Blake was waiting outside of the hotel to be taken to the US Open for promotional appearances. It was at that point when, as shown in surveillance footage, he was swiftly tackled and taken into custody by a plain-clothed police officer. Blake’s crime? He fit the description of another man suspected of identity theft, which according to the FBI is classified as a white-collar crime. It wasn’t until someone on the street recognized Blake that he was released without so much as an apology from any of his arresting officers.

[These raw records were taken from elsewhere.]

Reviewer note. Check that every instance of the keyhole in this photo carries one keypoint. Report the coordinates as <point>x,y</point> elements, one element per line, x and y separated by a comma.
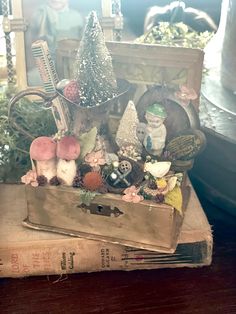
<point>99,208</point>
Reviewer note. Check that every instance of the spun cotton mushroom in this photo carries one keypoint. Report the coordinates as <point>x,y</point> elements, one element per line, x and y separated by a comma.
<point>43,151</point>
<point>68,150</point>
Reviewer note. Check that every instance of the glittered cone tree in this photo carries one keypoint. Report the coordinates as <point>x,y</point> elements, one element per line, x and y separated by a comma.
<point>95,74</point>
<point>127,131</point>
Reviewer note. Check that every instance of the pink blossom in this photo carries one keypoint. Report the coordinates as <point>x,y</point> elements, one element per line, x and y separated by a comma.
<point>186,94</point>
<point>131,195</point>
<point>95,159</point>
<point>30,178</point>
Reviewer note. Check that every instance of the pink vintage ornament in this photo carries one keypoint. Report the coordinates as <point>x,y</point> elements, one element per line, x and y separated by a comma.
<point>43,151</point>
<point>30,178</point>
<point>68,150</point>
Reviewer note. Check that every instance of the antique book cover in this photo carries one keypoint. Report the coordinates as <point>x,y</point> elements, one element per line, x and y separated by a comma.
<point>27,252</point>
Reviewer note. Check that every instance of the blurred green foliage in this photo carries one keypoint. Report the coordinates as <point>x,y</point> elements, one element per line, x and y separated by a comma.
<point>177,35</point>
<point>14,146</point>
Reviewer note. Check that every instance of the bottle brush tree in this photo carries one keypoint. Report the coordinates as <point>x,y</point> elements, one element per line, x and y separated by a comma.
<point>95,75</point>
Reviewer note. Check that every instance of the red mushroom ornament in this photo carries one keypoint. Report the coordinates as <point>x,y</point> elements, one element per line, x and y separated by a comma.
<point>43,151</point>
<point>68,150</point>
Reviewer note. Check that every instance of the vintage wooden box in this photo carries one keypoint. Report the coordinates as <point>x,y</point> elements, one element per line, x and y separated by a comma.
<point>145,225</point>
<point>108,218</point>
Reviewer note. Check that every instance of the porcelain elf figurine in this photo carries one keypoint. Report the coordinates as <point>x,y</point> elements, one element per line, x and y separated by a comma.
<point>155,133</point>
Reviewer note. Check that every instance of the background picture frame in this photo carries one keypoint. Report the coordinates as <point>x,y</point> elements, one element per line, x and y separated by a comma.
<point>38,23</point>
<point>138,63</point>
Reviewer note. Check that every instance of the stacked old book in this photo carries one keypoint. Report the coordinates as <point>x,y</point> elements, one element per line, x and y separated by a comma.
<point>114,176</point>
<point>27,252</point>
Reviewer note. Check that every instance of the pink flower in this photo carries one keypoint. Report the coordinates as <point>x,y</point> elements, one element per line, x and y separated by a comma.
<point>30,178</point>
<point>186,94</point>
<point>131,195</point>
<point>95,159</point>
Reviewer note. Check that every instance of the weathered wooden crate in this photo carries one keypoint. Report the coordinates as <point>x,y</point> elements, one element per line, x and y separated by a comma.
<point>145,225</point>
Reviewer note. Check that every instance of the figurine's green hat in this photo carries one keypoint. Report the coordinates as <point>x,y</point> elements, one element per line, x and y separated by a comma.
<point>157,110</point>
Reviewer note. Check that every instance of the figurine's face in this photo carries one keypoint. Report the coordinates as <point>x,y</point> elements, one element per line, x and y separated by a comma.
<point>57,4</point>
<point>153,121</point>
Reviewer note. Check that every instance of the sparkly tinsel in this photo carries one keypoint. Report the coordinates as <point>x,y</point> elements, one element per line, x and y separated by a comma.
<point>95,72</point>
<point>126,135</point>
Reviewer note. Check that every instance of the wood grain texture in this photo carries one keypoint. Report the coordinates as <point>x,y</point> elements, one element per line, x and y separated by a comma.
<point>208,290</point>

What is troubling about this whole ordeal sadly isn’t law enforcement’s continued lack of respect for black bodies or the harsh way in which they treat the citizens they are supposed to serve. These things, at least for me, are constant and harrowing realities that more people need to be made aware of. The most unfortunate thing about Blake’s arrest is that it was not, under any circumstances, supposed to happen to someone like him.

James Blake is a Harvard graduate and former tennis professional who broke his neck, contracted a debilitating form of shingles, and endured his father dying of stomach cancer — all in one calendar year, which caused his tennis ranking to fall all the way to 210th. In two short years though, he battled back to become #4 tennis player in the world. Not only that, but his autobiography was a New York Times bestseller, he has a charity aimed at fighting cancer, and currently serves as Chairman of the United States Tennis Association (USTA) foundation. If we employed the rhetoric from those who look at police brutality as an issue of self-respect, one would assume that an individual who has accomplished as much as Blake has would be immune from police harassment. Their logic dictates that education, money, and a nice wardrobe is to police officers what mosquito repellent is to mosquitoes.

It’s a cornerstone of the respectability politics crowd to contend that if you respect yourself, get an education, and dress professionally, the police will not bother you. They base this on the assumption that the police only go after criminals and people who dress like criminals. But Blake did not appear to have on sagging pants, Jordan’s, or any other urban clothing typically deemed “criminal attire.” I also don’t remember seeing white-collar criminals like Jordan Belfort, Jeffrey Skilling, or even Bernie Madoff being handled in such a manner … and they actually committed crimes.

In times like these, wisdom usually comes from the most unlikely places. Who knew that to explain the futility of the black respectability movement that I would need to use a Bill Murray movie to do so? But I digress. If you’re still pretty hazy on how futile and dangerous respectability politics is in this day and age, there are just four words uttered by Murray in the movie ‘Meatballs’ that can help you better understand the reality of law enforcement’s relationship with the black community.

Those words are: It just doesn’t matter. That’s right, it just doesn’t matter. Murray used this phrase to motivate adolescents during a competition between two summer camps. But those words carry a lot of relevance here, in that whatever you try to do to differentiate yourself … it just doesn’t matter. Getting an education, having nice clothes, dedicating yourself to a life of service? Again, It just doesn’t matter. The cops who arrested Blake did not see him for what he accomplished on and off the tennis court. They just saw him as another nefarious black male, thus the harsh treatment and lack of respect shown to him.

The biggest problem with the way law enforcement treated Blake is that it unearths the notion of the inherent criminality of blackness in this country. The thought that what you do and what you wear somehow makes you better in the eyes of the law is a naive thought, one that should not be had by any person of color. If they can treat someone like Blake with such disrespect, what chance do I and other not-so-famous people of color have? The treatment of Blake and scores of other blacks throughout the years prove that respectability politics is dead, and that the people who steadily cling to those disproved notions are defending a criminal justice system that is — at its core still — very racist.